No cânom 36, o concílio confirmou de novo a decisão da Calcedônia de que "a sede de Constantinopla gozará de privilégios iguais que a sede da velha Roma... e segunda depois dela". Alexandria ocupava o terceiro lugar, Antioquia o quarto e Jerusalém o quinto. Para esta época, as sedes patriarcais de Alexandria, Antioquia e Jerusalém, estavam em mãos dos muçulmanos, de maneira que essas filas eclesiásticas tinham mais de simbólicos que de reais. O espírito desta decisão era consolidar a Constantinopla frente às pretensões romanas, que ao final eram escoras sólidas para que se protocolizasse mais tarde o Cisma do Oriente.
Este concílio proibiu a representação de Cristo como um cordeiro, ordenando em troca que fosse representado em forma humana.

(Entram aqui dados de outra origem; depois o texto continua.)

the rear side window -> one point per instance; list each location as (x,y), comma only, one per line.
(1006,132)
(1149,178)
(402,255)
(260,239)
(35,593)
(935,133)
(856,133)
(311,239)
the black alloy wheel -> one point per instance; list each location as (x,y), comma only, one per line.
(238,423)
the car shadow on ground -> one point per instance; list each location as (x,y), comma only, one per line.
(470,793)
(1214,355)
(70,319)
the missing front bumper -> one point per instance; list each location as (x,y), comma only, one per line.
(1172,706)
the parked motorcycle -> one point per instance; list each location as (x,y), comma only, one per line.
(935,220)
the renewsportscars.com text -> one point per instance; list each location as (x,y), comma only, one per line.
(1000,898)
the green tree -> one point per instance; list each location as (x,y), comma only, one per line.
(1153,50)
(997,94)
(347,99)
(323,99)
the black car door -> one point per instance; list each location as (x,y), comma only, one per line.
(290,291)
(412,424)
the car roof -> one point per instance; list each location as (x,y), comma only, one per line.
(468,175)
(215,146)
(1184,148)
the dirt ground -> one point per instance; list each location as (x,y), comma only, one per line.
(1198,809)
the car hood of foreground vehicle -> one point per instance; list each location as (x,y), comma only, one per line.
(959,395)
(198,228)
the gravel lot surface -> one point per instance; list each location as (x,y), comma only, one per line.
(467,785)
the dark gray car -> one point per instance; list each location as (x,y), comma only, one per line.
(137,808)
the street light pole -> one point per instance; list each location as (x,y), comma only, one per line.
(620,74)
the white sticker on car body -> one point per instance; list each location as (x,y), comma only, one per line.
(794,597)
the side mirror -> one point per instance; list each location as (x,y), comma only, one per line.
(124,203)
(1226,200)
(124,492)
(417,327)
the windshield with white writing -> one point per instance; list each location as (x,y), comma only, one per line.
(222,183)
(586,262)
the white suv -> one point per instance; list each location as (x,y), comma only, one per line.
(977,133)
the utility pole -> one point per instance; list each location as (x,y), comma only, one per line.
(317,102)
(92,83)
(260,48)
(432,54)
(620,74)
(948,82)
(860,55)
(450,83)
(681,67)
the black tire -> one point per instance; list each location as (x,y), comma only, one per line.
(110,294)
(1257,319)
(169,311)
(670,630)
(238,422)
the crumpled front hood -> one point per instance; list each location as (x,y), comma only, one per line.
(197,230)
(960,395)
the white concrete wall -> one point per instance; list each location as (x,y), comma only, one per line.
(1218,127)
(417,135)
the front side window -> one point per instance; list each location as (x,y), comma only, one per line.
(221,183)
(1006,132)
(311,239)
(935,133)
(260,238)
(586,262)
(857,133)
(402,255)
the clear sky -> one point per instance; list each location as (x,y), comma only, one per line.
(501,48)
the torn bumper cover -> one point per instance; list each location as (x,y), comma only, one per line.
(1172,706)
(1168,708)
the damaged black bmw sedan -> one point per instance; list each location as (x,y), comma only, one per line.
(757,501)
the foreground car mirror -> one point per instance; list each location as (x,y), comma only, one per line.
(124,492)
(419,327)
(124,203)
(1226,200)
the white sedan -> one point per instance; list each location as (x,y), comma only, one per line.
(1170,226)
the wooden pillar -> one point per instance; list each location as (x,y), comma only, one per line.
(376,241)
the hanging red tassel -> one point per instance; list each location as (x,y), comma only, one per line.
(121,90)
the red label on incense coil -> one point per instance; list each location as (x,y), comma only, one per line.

A papa romano Sergio I (687-701), não reconheceu este concílio como ecumênico, e se negou a assentir as decisões deste concílio, devido principalmente ao cânom 36; mas pouco mais tarde outro papa, João VII (705-707), no ano 705, confirmou-as com algumas modificações; mas se ia alargando o abismo de separação entre ambas as facções da cristandade, e os sucessores de João VII, não obstante, finalmente recusaram a ecumenicidade do mesmo.


Resumo cristológico

Deus não permitiu que um assunto tão fundamental como a cristologia tenha ficado na história sem a devida e correta definição. Aqui podemos intercalar um resumo do que ao respeito foi esclarecido nos primeiros concílios ecumênicos.
Em Nicéia (325) combateu-se o arianismo e se proclamou que Cristo é da mesma substância que o Pai, e por conseguinte, Cristo é Deus.
Em Constantinopla I (381) condenou-se o apolinarismo e se definiu a humanidade de Cristo; ou seja, que Cristo é verdadeiro, perfeito e impecável homem.
Em Éfeso (431), condenando ao nestorianismo, definiu-se que em Jesus há uma só pessoa.
Na Calcedônia (451), falhando a controvérsia eutiquiana e seu monofisismo, esclareceu que Jesus é uma pessoa única que possui duas naturezas, a divina e a humana.Em Constantinopla III (680-681), ao condenar ao monotelismo, definiu-se que no Jesus operavam duas vontades, a divina e a humana, estando a humana submetida à divina em perfeita harmonia. Estas foram as principais controvérsias em torno do Senhor Jesus Cristo.